Apparently the menfolk are feeling some pressure to bust some ghosts themselves. After January’s announcement of an all-female reboot of Ghostbusters, slated to start filming this summer with Kristen Wiig, Melissa McCarthy, Leslie Jones, and Kate McKinnon, comes the news of yet another Ghostbusters movie! This one promises to star Channing Tatum (who is about as masculine as they come) and will be released after the ladies have had their go at those pesky ghosts. What gives, Sony? Are you giving in to the rather distressing internet outrage that decried the decision to remake the beloved franchise with women, or are you just hoping to make as much money as possible without coming up with new movie ideas? Either way, it all seems a little strange. As much as I enjoy Channing Tatum’s comedic chops and muscles, I’m going to throw my lot in with the ghostbuster gals and gear up to support the idea of women headlining big-budget blockbusters.


Now All We Need is Some Muppets

In odd news that brings together my love for musical theater and my boyfriend’s love for space in unexpected ways, Sarah Brightman, famous for introducing the world to Christine in Sir Andrew Lloyd Webber’s "Phantom of the Opera," has announced that she will travel to the International Space Station via Russian rocket and sing to the world from space. Brightman’s powerful soprano voice will be singing a new song composed by Webber after her arrival in outer space this fall.
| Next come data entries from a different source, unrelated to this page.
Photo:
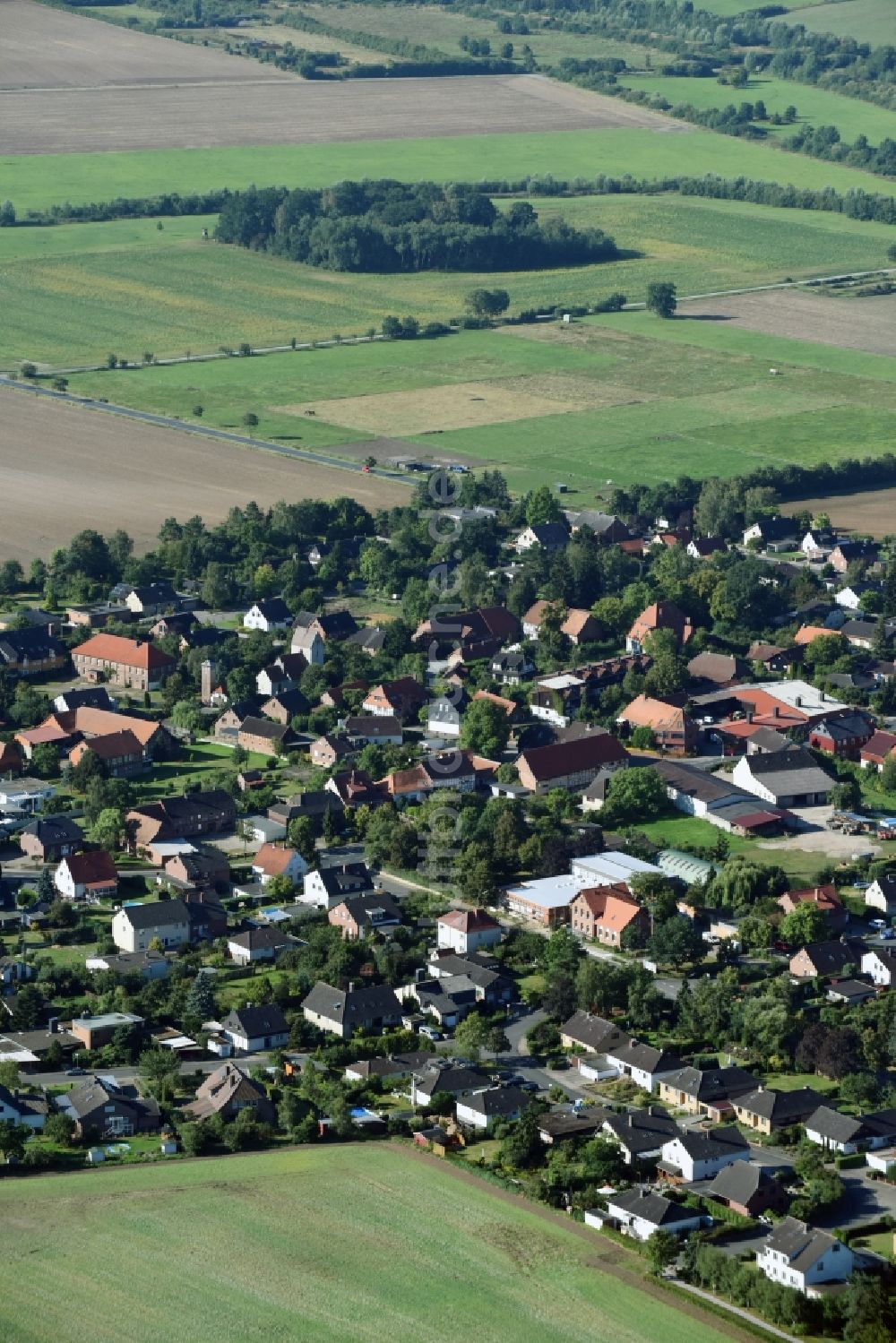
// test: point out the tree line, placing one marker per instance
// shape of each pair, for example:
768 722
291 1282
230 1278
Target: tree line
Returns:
390 226
724 508
853 204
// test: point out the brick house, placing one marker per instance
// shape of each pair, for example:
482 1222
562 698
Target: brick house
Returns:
659 616
401 699
748 1190
365 915
263 736
877 750
120 753
823 899
31 651
279 861
51 839
675 731
182 818
131 662
331 750
764 1111
228 1090
134 927
605 912
466 930
826 958
842 736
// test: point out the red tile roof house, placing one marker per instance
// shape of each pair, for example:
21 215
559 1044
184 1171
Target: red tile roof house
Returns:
120 753
570 764
877 751
823 899
823 960
605 912
400 699
466 930
579 626
86 876
661 616
675 729
842 735
276 861
132 662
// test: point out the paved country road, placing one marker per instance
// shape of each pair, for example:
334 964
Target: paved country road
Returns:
323 458
301 454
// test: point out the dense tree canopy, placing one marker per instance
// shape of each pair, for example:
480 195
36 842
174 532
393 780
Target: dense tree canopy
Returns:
390 226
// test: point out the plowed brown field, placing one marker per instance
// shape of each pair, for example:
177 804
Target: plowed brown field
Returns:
66 468
50 48
77 85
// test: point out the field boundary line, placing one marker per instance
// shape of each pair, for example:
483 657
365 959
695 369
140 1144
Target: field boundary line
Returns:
261 444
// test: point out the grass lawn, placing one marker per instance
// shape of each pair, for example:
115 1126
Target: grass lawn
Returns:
866 21
786 1081
814 107
879 1243
35 182
191 769
676 831
362 1243
487 1149
131 287
728 8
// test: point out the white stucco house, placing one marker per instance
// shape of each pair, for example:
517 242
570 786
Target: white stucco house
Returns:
466 930
880 966
271 614
804 1257
641 1213
694 1155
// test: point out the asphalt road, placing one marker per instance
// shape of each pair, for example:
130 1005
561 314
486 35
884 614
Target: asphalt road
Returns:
169 422
131 1074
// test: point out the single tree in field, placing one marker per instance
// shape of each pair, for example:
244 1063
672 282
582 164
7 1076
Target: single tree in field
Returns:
487 303
661 298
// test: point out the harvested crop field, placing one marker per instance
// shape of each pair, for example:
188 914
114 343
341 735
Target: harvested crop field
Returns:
67 466
866 324
327 1244
50 48
435 409
869 511
201 116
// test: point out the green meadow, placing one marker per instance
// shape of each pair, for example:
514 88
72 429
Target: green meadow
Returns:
626 398
866 21
728 8
131 287
349 1244
37 182
814 107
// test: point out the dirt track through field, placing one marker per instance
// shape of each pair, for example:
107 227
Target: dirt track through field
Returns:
51 48
66 468
866 324
202 116
868 511
607 1259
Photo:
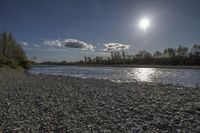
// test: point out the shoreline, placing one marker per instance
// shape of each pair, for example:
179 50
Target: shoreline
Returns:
46 103
134 66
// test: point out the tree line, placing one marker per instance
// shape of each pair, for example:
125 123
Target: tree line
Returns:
11 53
169 56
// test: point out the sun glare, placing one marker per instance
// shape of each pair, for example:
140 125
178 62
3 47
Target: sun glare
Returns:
144 23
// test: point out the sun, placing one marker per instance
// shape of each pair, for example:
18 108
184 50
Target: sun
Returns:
144 23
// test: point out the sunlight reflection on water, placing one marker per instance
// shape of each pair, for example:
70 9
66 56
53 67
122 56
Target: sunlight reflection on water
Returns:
142 74
185 77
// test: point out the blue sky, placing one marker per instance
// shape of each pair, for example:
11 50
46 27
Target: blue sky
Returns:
97 22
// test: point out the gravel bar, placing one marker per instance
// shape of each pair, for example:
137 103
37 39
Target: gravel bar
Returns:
47 103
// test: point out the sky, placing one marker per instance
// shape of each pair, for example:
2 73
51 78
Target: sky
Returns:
58 30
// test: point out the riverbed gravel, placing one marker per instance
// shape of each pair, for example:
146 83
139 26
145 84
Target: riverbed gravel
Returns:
47 103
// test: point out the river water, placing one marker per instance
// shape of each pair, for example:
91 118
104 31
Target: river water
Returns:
182 77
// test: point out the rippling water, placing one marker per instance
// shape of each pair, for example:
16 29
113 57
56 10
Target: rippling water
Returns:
183 77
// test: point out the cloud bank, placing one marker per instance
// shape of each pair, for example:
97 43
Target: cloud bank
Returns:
69 43
115 47
24 44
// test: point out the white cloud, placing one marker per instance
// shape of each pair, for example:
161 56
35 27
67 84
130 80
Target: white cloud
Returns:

This will be the first live musical performance ever broadcast from space, although’s song "Reach for the Stars" claimed first space broadcast when it was transmitted from the Curiosity Rover on Mars in 2012. I guess it is not enough to have your voice be just described as “out of this world” and “unearthly.” Musical theater divas, the bar has officially been raised.
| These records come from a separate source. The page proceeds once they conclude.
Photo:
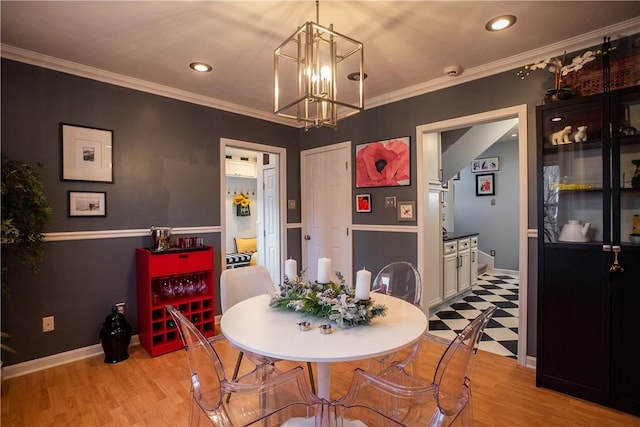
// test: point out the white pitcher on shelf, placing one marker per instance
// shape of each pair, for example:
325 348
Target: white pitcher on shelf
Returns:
575 231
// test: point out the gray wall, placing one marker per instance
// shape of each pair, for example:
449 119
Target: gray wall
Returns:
166 169
498 223
166 172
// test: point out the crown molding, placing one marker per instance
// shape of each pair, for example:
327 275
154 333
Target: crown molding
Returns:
593 38
587 40
64 66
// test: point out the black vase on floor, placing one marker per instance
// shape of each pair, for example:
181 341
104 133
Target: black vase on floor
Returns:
115 337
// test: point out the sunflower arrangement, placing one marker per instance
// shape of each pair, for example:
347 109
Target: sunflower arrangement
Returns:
333 301
241 200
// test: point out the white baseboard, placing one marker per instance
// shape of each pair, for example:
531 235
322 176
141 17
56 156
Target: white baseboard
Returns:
47 362
530 362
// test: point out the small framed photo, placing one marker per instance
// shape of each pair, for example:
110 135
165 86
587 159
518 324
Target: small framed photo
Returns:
87 154
406 211
485 165
485 184
87 203
363 203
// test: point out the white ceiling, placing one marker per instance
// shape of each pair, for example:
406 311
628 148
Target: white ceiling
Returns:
407 44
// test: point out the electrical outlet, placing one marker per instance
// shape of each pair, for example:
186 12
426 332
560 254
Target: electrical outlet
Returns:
47 324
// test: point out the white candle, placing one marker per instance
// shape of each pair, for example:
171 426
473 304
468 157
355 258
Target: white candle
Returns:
363 284
290 270
324 270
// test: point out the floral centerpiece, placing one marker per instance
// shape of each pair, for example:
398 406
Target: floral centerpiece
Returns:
333 301
242 202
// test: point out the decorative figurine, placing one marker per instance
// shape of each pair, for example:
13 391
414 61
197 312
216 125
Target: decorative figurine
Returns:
581 134
561 137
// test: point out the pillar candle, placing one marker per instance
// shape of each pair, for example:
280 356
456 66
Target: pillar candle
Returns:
324 270
363 284
290 270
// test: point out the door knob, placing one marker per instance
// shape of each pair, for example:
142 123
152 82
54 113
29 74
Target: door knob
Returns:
616 267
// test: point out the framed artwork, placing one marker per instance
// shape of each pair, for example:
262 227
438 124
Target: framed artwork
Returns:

Cosby Speaks… And Women Continue As Well

Facing a steadily growing number of sexual assault allegations, Bill Cosby released a video to fans this week, accompanied by the message “Hey Hey Hey I’m far from finished.” The video serves as a promotion for his upcoming tours.
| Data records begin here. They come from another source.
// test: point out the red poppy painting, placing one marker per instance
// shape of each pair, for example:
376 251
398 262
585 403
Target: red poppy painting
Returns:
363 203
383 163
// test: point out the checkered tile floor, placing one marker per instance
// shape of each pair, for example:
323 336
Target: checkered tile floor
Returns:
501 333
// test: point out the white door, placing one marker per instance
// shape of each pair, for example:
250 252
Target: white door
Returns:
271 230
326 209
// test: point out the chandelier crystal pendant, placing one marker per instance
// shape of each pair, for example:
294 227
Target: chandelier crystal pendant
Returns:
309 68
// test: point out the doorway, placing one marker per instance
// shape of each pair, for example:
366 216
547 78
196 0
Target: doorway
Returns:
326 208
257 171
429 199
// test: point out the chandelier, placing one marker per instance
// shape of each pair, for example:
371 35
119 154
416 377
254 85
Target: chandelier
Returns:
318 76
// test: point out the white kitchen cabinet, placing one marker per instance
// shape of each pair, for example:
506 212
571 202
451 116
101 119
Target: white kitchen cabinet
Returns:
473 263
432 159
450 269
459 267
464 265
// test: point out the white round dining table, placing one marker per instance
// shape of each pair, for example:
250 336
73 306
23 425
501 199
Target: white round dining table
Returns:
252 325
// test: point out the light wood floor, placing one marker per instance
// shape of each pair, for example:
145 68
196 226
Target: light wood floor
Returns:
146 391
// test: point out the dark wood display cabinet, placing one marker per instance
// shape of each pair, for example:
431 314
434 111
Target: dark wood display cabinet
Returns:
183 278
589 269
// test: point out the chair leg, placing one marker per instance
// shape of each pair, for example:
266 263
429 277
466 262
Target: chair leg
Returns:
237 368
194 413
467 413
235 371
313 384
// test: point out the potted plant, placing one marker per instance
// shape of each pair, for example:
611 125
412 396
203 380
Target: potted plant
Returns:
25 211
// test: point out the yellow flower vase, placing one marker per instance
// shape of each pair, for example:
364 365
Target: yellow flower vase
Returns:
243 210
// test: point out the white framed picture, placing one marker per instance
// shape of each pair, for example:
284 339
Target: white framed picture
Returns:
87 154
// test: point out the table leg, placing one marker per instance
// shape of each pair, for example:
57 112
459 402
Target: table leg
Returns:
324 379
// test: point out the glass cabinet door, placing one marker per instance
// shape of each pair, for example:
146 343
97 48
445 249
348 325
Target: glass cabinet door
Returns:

Also this week, a mother of an alleged victim says she sent a letter to the comedian’s wife in an attempt to get through to her, “mother to mother.” Judy Thompson, whose daughter Jennifer was 17 when she said she experienced unwanted sexual advances from Cosby in the 1980s, says she “watched her daughter go from a sparkling, ambitious teen to a woman ‘with an inner light extinguished.’” In the aftermath, Thompson says, it was hard to find anyone, even a therapist, who would believe her daughter’s story. “To be so hurt and violated, and then not be believed! Resolution has not been easily forthcoming,” Thompson wrote.

If Cosby’s accusers are telling the truth, one hopes they aren’t far from finished either.


Ex-Stripper Takes on the Traffickers

In inspiring news this week, we read the story of the resilient Windie Lazenko, described in headlines as an “ex-stripper” who is fighting human trafficking. Lazenko, who was trafficked into prostitution, porn, and stripping at age 13 is a living witness to coercion in the sex industry. Now, at 46, she is using her experience for good, working with law enforcement to combat sex trafficking in North Dakota. “She's got an insight into a world that most people don't,” one police captain explained. "She's very calm,” said a U.S. attorney who’s seen Lazenko’s patient efforts working with prostituted women lead to the taking down of traffickers in court. “She doesn't give up on these women. This can be frustrating work ... [but] she's been down this road and knows it's a long march to get out."

We applaud Lazenko for her priceless work, as survivor-led initiatives are proving essential to law enforcement in combating this complex web of a problem. Her story is a reminder that even the seemingly legal arms of the sex industry like porn and stripping involve a deep history of abuse and trafficking, and just how essential it is to change how our culture views prostitution if we want the coercion to stop.